6 thoughts on “Friday mystery object #133 answer

  1. Thank you for another fun and challenging game. I can call elements but speciation is very hard. #133 taught me about juvenile pelvic breakage, thanks to Jake and the carnivoran mandible formation and pelvic shape thanks to you, Paolo.

  2. Thanks Rhea, I’m so glad that you enjoy the FMO and find it useful. It’s great that the collections are being useful even when they’re not on display (or even of display quality).

  3. I always learn something new from the FMO. This week I learned:
    1. That breaks in bones of young & old animals look different (I really should have known this, as I had a ‘greenstick’ fracture of the tibia when I was 6 — I assume this is the feature on the ilium to which Jake refers).
    2. The names of the processes of the Dentary bone (mandible). I’ve now looked these up on Wikipedia to see which is which.
    Thanks Paolo, I really appreciate the time and effort you take each week on the FMO.

    • Glad you find it useful – it makes the time and effort worthwhile!

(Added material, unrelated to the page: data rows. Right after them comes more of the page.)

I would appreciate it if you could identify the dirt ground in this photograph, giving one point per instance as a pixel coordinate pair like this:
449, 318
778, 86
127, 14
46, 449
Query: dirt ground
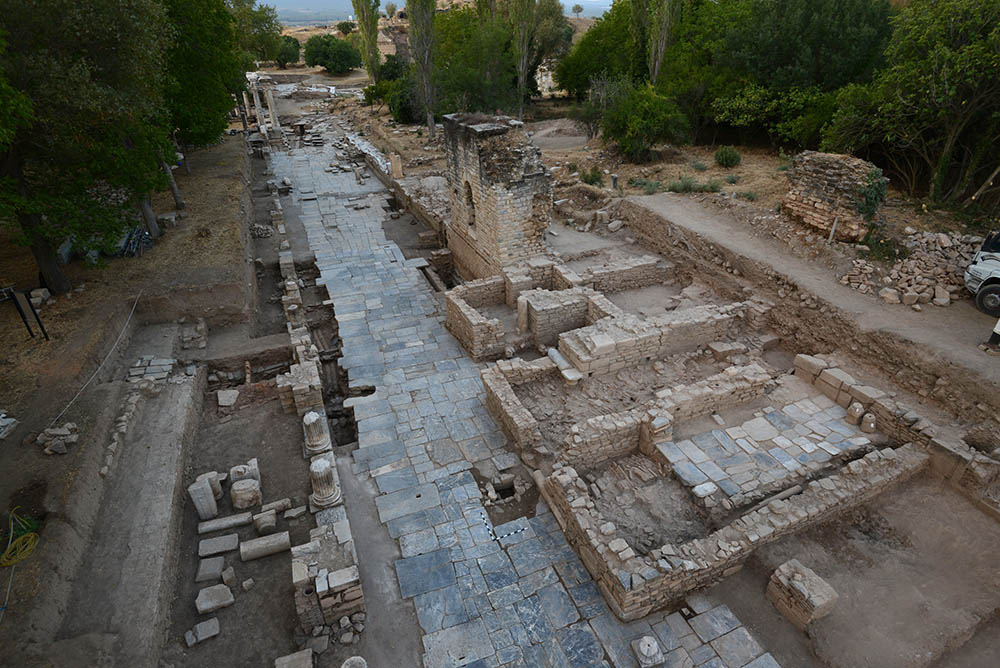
204, 248
256, 428
913, 568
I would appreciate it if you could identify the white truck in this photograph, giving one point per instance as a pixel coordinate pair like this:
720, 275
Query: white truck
982, 277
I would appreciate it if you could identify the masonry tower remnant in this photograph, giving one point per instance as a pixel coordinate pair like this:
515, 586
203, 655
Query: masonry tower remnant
500, 192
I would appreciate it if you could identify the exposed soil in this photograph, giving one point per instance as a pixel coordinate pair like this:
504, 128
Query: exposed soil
648, 507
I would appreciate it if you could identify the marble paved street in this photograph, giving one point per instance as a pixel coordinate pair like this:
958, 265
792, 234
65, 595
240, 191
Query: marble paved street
524, 600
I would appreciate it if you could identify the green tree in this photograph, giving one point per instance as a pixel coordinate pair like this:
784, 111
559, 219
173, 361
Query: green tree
94, 75
258, 31
334, 55
640, 120
204, 67
936, 106
599, 52
367, 13
289, 51
420, 14
473, 63
663, 16
537, 33
827, 44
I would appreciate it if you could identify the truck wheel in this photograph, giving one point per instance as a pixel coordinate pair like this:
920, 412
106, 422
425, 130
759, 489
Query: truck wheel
988, 300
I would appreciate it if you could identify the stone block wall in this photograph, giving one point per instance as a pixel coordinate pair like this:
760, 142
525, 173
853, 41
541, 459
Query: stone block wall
629, 274
514, 419
635, 585
972, 472
614, 343
482, 337
546, 314
826, 188
500, 193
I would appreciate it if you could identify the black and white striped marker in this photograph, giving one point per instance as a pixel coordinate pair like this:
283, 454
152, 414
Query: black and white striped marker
493, 535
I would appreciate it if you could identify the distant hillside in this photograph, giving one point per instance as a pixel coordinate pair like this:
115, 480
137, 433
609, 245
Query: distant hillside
298, 12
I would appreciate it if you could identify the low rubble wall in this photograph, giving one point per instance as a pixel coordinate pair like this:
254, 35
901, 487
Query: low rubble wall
635, 586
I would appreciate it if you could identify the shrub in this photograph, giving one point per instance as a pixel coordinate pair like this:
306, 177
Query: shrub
727, 156
594, 177
686, 184
640, 120
334, 55
392, 68
289, 51
648, 186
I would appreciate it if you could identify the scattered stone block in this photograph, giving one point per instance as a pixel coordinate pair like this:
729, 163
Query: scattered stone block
228, 522
202, 631
799, 594
227, 398
210, 569
245, 493
210, 546
213, 598
265, 546
300, 659
648, 652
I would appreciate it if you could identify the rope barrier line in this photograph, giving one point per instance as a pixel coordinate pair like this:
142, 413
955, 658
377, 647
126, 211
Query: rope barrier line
101, 365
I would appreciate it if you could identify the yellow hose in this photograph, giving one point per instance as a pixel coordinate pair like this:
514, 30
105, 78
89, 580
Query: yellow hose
18, 548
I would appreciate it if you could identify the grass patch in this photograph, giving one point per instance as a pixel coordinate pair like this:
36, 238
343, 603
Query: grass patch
649, 187
594, 177
686, 184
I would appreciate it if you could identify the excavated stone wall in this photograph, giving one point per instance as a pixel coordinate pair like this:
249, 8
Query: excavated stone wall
826, 188
806, 322
500, 191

      I think the break of the ilium that Jakes spotted is slightly different from the greenstick breaks of young bone – it’s more about the unfused sutures of the different bony elements of the pelvis. In an adult the ilium is fused to the sacrum, ischium and pubis to make a solid element that will tend to fracture where the bone is thinnest. In the juvenile the pelvis will disarticulate into each of the separate bony components, since they are not properly fused.

  4. Hi!

    I’m currently studying for my practical zooarchaeology exam (identifying bones of Scandinavian domesticated animals to be exact) and took a break to poke the internet and maybe be able to identify a bone fragment I found on the beach yesterday (no luck, bur bringing it with me to uni tomorrow to check the reference collection) and I stumbled upon this lovely blog! Going through the FMO posts still makes it feel like I’m on a break while I’m not! Getting to use my knowledge, see what I actually know and then going to the books to figure out why I did not recognize something or why I thought it reminded me of something else.

    Made me so happy (and somewhat proud) to be able to go “That looks like a canine atlas!” when I got to this post (means going through the atlas pictures earlier today had some impact), also made me realize I need to look at the pelvises of dogs and cats in the collection (no pictures in my book!)

    So thank you for making today’s study session much more fun!
    I’ve already bookmarked the site. Need to keep my osteological knowledge alive when I can’t be handling the precious bones (aiming for a degree in osteology but there’s so much non-bony stuff to do as well), and mystery objects seems like the perfect way.